I'm saying you have beliefs that are in line with anarchist beliefs
I won't deny that. I certainly don't trust government, and nor do anarchists. But not everything can be done through the private sector. Can't really have a market for courts. They need to use force. You can have competition for the last word in violence like in a market economy. Such competitions are called wars. So no, I'm definitely not an anarchist.
You can can't have a competition...
Faux libertarians who fault others for ostensible lack of libertarianism are among my favorite poorly educated, authoritarian, right-wing bigots.
Shut up bigot!
Little Jeffy! You learn to respect your elders! Now apologize to Tulpa immediately.

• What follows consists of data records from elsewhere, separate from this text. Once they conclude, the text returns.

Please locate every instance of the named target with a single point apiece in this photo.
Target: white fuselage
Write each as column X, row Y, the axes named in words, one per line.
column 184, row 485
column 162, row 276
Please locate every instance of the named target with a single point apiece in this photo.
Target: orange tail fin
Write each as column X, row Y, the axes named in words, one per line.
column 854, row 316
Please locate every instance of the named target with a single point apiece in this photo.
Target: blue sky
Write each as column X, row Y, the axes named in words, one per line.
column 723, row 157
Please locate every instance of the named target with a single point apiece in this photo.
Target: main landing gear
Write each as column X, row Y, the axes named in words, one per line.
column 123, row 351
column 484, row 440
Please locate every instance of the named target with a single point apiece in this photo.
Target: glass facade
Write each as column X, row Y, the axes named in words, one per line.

Tulpa quite fairly pointed out your limited intelligence. There is nothing wrong with that.
Shut up Shitlord.
Run along Little Jeffy, is adults are very busy.
Shut up Tulpa/Shitlord.
"Trumpistas want to take crony-capitalism to the next level."
Bullshit. Trump supporters do no support cronyism. And please just call it cronyism, because capitalism it s not.

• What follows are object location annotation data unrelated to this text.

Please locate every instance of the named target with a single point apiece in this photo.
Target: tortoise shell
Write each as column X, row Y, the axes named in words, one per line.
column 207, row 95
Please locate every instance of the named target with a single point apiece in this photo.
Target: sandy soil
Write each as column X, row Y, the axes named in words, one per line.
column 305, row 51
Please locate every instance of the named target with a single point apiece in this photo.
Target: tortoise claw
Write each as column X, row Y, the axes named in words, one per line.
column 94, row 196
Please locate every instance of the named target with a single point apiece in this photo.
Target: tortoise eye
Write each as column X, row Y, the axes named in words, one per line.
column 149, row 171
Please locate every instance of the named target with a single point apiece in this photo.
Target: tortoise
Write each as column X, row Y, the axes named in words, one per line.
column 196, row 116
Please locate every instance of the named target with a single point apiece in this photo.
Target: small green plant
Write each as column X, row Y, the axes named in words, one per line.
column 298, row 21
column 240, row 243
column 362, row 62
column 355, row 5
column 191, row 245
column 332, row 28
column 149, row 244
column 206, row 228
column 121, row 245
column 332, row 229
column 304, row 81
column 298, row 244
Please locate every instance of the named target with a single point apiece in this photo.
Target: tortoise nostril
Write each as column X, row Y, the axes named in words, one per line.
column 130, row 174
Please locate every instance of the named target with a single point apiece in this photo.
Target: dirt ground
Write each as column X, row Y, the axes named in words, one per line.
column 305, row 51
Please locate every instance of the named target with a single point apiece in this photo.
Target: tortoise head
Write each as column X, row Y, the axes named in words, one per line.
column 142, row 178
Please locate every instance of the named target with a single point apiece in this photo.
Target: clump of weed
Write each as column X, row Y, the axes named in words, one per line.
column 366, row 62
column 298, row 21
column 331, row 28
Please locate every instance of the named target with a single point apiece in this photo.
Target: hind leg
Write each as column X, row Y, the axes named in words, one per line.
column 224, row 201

Welllll...they don't think they support cronyism, and they say they don't want cronyism and drain the swamp and all the other stuff they think they want.
Then dear leader does/supports all those things in broad daylight, and all it takes is him planting a flag in it that says "great success / great deal / win / def not cronyism" for them to look the other way or do some mental gymnastics to explain it away. It seems to be the other side of the coin of the lefties TDS.
Your perception of events is somewhat skewed. Trump's new tariffs are not designed to be long term. They are being implemented as leverage to level the o,aging field with trade abusers, like the EU and China.
If they end up being lomg term, and the administration plays favorites, then you will have a point.
Trump's new tariffs are not designed to be long term.
The road to hell is paved with good intentions.
and the administration plays favorites
Someone didn't read the article....
" not a single application has been accepted if U.S. Steel or another domestic steelmaker had objected to its granting"
Also. No good deed goes unpunished.
Reap what you sow?
Trump supporters do no support cronyism.
And the support in red states for cutting off their farm subsidies? Approximately zero....
I suspect that most people have zero interest in paying the true costs of their food, as well, so ultimately a farm subsidy is a subsidy for everyone. Well, everyone that eats food anyway.
Is this what passes for economics in the discount homeschooling outlines passed out at backwater churches?
>>>Congress Does Nothing
full stop.
...seemed to lack "basic due process and procedural fairness" warned Sens. Orrin Hatch (R?Utah) and Ron Wyden (D?Ore.) in their joint letter to Ross.
I guess someone's cronies aren't getting picked.
Of course I would have voted for Gary Johnson in 2016, but I really think libertarians at reason are making too much of an issue of this. Delineated powers outlined in the Constitution say that the executive branch has the power to carry out laws outlined by Congress. So I don't really see any problem with beaurocracies simply carrying out the powers given to them by the Constitution? which is libertarian. This is a Republic? not a democracy? after all.
"'When they want to get ahold of me, I'll get a call at 6:30 at night," he said. "I'll try to answer their questions, but it's a one-way stream of information."'
I call BS. Nobody at the DofC or other similar federal agency is working after 5 pm.
I call BS. Nobody at the DofC or other similar federal agency is working after 5 pm.
There are these things called 'time zones' and D.C. is on east coast. I suspect he doesn't live in D.C.
I worked in Falls Church (DC suburb) for 3 years and was OFTEN at work well past 6:30pm EST. I work for the DOD.
Most dont which is the point.
Trump and Wilbur Ross are in cronyism heaven, sorting out economic winners and losers.
You get what you pay for, voters.
MAGA!
So Trump's tariffs DID generate jobs after all! SO MUCH WINNING.